Die Heidelberger Werkstätten übernehmen Tätigkeiten in den Betrieben vor Ort. Im jeweiligen Betrieb werden die Außenarbeitsgruppen der Heidelberger Werkstätten, die jeweils acht bis zwölf Mitarbeiterinnen und Mitarbeiter umfassen, durch sogenannte Fachkräfte zur Arbeits- und Berufsförderung begleitet.

Diese Fachkräfte, die vor Ort die Leitungs- und Betreuungsfunktion übernehmen, werden ebenfalls von der Werkstatt gestellt. Sowohl die Mitarbeitenden als auch das betreuende Personal bleiben in diesem Szenario bei der Werkstatt angestellt und das Gesetz zur Arbeitnehmerüberlassung bleibt unberührt.

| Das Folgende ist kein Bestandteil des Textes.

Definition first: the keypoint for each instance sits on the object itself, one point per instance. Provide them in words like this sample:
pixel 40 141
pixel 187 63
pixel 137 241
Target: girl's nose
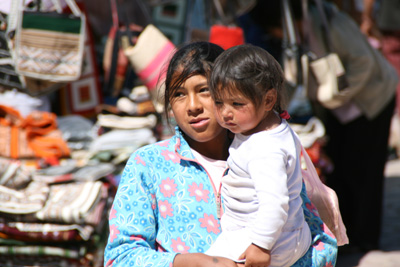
pixel 225 111
pixel 194 104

Die Unternehmen profitieren so in Zeiten schwieriger Personalgewinnung von zusätzlichen Arbeitskräften und berichten regelmäßig vom Gewinn an sozialer Kompetenz. Und auch für die Menschen mit Behinderung ist die Arbeit in einer Außenarbeitsgruppe ein großer Gewinn. Die Erfahrung, Teil der Belegschaft eines namhaften Unternehmens zu sein, stärkt nicht nur ihre Kompetenzen, sondern auch ihr Selbstbewusstsein.